As I might have mentioned earlier, I rarely lift and post substantial amounts of texts from books I'm reading. This post, with a focus on an excerpt from Mark Buchanan's The Social Atom, is an exception. I have posted what follows as a pretext for discussion in my classes. (now over!) This was done in the context of a review of the communication/life skills that my students had learned about/practiced this term. The discussions that followed were interesting, but unfortunately, none of them made it into direct responses to this post. The students generally had had enough of the assignments I'd given them, including the blogging/commenting.
While I was tempted to delete this post, I've decided to keep it up for next term.
Here are a few of Buchanan's (not very original, really) ideas:
"...rule number one for the social atom: We're highly skilled at recognizing patterns and adapting to a changing world. We interact with the world and learn from it. But we also learn, or try to learn, from others.

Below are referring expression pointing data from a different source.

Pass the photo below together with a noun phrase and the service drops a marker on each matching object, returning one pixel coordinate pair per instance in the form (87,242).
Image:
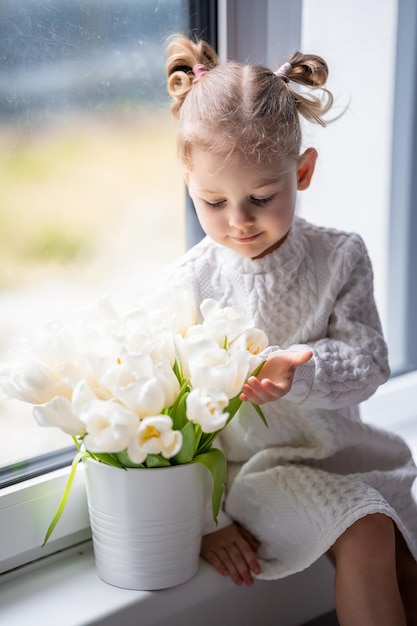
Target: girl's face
(249,209)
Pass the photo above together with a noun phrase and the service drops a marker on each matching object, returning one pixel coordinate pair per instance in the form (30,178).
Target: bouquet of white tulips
(150,388)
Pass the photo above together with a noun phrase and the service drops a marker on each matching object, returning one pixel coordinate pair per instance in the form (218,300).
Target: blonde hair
(239,107)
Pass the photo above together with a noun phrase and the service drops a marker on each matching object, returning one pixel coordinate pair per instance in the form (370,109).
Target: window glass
(91,200)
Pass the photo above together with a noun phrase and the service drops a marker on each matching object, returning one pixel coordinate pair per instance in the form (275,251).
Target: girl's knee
(371,537)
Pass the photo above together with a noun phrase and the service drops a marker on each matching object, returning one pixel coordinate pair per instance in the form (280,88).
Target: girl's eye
(261,201)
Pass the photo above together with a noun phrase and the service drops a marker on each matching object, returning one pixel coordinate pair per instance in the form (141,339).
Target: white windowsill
(65,589)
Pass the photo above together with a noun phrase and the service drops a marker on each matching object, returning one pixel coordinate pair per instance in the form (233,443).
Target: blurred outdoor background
(91,198)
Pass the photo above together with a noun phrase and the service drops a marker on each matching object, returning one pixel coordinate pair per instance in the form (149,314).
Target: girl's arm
(348,363)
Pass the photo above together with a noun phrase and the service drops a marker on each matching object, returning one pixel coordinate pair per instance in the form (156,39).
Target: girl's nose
(240,216)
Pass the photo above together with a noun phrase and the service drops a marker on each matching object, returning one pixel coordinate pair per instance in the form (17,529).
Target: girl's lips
(246,239)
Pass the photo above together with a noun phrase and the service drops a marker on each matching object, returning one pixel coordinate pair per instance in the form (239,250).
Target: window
(91,200)
(92,203)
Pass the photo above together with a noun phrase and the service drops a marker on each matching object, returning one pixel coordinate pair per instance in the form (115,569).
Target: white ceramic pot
(146,523)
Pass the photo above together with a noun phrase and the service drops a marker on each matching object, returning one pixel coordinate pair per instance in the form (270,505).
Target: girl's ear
(306,165)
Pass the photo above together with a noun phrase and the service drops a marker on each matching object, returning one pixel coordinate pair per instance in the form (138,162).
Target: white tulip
(154,435)
(109,426)
(253,340)
(206,408)
(58,412)
(30,381)
(138,383)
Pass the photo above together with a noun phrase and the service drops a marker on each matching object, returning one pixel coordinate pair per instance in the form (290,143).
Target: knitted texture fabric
(301,482)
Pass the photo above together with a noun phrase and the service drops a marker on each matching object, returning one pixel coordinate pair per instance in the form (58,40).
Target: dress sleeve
(350,363)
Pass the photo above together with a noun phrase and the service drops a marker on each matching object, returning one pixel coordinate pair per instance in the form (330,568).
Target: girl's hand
(275,378)
(231,551)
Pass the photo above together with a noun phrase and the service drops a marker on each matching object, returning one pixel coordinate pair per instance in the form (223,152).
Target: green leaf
(185,455)
(108,459)
(215,461)
(156,460)
(125,460)
(67,490)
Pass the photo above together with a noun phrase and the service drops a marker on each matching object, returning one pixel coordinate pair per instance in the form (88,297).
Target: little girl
(318,480)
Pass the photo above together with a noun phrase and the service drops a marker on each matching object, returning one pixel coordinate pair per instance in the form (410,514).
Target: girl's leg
(366,587)
(407,579)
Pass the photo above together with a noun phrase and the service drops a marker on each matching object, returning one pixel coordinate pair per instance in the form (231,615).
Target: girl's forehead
(209,163)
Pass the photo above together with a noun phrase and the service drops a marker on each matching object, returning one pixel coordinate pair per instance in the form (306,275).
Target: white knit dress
(299,484)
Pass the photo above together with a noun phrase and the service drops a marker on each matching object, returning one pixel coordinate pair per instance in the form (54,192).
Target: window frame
(402,278)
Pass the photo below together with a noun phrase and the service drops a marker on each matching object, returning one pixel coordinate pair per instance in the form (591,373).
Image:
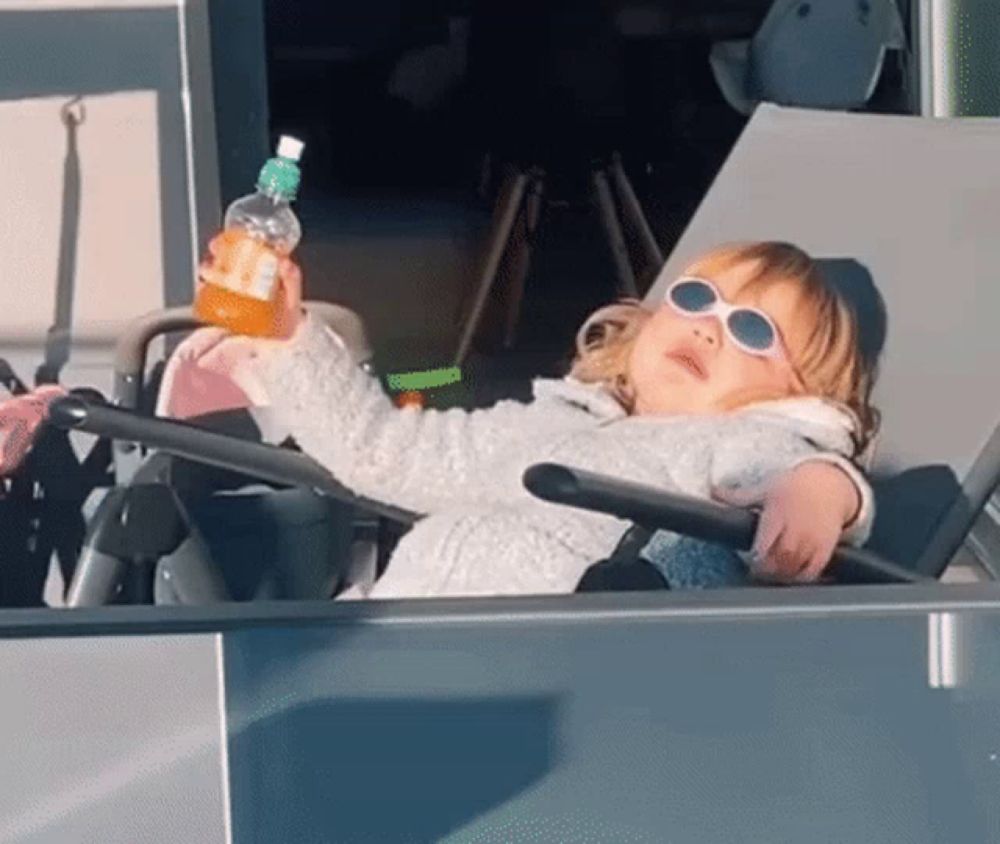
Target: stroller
(930,487)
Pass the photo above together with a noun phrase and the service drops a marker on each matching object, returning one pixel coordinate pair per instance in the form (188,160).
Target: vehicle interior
(478,177)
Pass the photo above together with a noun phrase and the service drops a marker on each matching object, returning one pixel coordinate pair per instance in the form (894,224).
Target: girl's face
(689,364)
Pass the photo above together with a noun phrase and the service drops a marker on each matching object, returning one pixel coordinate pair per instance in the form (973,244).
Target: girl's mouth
(691,362)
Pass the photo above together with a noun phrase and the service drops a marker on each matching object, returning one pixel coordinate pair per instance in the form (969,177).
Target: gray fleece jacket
(484,533)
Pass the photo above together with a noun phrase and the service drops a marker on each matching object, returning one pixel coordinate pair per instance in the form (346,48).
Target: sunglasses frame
(722,310)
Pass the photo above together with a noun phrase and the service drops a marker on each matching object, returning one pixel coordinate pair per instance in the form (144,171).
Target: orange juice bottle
(239,290)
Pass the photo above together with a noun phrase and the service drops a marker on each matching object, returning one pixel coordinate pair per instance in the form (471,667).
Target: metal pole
(612,229)
(632,207)
(509,208)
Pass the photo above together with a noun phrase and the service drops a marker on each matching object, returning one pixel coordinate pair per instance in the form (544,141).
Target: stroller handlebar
(258,460)
(694,517)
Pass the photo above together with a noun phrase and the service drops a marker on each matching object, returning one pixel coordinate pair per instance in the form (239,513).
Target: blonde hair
(830,365)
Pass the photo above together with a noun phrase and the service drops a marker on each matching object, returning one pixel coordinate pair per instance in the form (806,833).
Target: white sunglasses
(750,329)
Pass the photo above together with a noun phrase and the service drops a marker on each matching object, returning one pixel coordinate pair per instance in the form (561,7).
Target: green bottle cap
(280,176)
(427,380)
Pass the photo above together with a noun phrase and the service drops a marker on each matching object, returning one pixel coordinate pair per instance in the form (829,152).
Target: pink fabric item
(20,420)
(198,377)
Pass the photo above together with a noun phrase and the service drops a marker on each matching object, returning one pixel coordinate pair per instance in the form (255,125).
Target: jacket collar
(593,398)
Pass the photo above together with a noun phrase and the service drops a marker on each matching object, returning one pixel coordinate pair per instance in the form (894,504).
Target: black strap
(624,570)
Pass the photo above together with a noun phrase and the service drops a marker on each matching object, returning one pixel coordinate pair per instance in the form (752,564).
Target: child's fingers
(198,343)
(290,313)
(815,566)
(769,530)
(215,246)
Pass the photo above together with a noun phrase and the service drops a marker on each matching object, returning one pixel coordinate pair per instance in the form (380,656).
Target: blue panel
(563,728)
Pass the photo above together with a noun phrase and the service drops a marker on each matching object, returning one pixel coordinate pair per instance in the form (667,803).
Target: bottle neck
(275,196)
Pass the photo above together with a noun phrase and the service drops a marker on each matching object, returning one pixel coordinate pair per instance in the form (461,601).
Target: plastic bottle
(239,290)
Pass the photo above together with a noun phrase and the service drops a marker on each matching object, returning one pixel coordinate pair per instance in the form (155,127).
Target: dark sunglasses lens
(752,330)
(693,296)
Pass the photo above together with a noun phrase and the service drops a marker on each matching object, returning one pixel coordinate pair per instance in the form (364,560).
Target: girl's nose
(708,330)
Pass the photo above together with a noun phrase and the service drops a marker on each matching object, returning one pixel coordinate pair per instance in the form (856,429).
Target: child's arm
(20,420)
(420,460)
(809,505)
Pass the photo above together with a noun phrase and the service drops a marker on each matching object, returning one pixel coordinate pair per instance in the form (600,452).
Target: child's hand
(803,518)
(20,420)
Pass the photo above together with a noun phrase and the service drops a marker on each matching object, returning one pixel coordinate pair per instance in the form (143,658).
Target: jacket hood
(827,424)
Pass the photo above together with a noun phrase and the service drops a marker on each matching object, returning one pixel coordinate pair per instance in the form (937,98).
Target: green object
(280,177)
(427,380)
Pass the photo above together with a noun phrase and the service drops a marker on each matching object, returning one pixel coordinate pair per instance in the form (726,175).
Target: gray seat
(810,53)
(911,201)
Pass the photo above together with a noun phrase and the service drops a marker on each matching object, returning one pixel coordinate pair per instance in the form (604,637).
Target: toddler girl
(746,384)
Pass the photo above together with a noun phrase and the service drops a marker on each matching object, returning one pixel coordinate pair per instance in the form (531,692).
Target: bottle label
(246,266)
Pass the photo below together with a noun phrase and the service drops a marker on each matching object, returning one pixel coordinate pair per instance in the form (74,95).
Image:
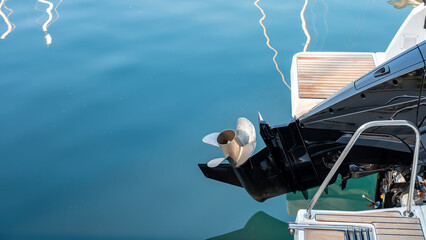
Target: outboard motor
(300,154)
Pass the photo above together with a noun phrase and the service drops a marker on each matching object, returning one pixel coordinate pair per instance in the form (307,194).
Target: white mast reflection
(5,17)
(50,20)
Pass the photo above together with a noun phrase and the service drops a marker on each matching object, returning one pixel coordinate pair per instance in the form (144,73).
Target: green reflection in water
(259,226)
(349,199)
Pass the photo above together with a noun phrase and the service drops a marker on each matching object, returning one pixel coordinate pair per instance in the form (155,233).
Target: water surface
(103,105)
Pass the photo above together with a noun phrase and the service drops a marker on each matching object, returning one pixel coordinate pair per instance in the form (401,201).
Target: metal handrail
(350,145)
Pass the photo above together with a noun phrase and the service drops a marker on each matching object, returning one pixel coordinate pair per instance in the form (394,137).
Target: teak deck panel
(389,225)
(324,234)
(322,74)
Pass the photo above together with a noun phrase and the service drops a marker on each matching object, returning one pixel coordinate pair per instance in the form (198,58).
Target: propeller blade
(211,139)
(215,162)
(259,117)
(245,131)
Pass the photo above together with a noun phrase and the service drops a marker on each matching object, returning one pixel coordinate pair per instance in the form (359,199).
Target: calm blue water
(100,131)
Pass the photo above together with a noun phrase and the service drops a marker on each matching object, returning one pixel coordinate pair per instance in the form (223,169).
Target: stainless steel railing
(349,147)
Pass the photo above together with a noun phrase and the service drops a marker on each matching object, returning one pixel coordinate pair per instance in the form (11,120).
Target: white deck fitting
(315,78)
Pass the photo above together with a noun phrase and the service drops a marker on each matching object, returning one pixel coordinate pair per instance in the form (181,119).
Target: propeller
(237,145)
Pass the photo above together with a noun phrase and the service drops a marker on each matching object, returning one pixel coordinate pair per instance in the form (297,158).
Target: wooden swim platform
(321,74)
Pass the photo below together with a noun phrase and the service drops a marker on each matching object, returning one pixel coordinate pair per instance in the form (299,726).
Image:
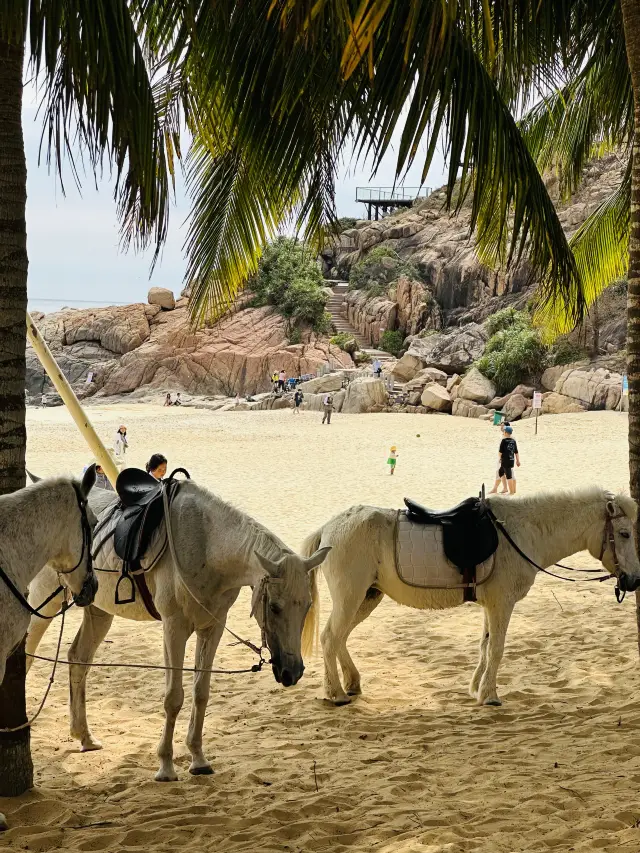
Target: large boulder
(362,394)
(426,377)
(468,409)
(476,387)
(452,350)
(322,384)
(163,297)
(436,397)
(559,404)
(598,388)
(515,406)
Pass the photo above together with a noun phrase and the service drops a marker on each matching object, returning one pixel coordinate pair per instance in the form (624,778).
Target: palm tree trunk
(16,768)
(631,20)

We live our lives within families and networks of friends, with colleagues and neighbors, and amid a cacophony of voices and opinions blasted out from television, newspaper, and the Web. Far from being isolated, like atoms in a perfect vacuum, we are fully interdependent and embedded in a thick social tapestry of others, like atoms in a dense liquid, where we can barely move without jostling against others. Our social 'embeddedness' influences what we wear and eat, the work we do, our social opinions and thoughts. We do not think entirely on our own---what we believe and why depends strongly on our interactions with others.
"...Next to our ability to adapt, perhaps nothing is so pronounced in human behavior as our capacity for imitation. Infants learn within a few minutes to imitate their parents' facial expressions. The Romans, well aware of our imitating tendencies, hired professional mourners to kick off the wailing at important funerals. We have hardwired instincts for imitation yet often we also imitate consciously, as imitation offers a strategy, often our only strategy, for taking advantage of things that others may have learned. Of course, imitation can lead to weird and costly distortions, because those others don't always know very much. But ultimately, the surprising influence of imitation needn't be mysterious or puzzling --- scientists are finding that it often leads to patterns as regular as clockwork."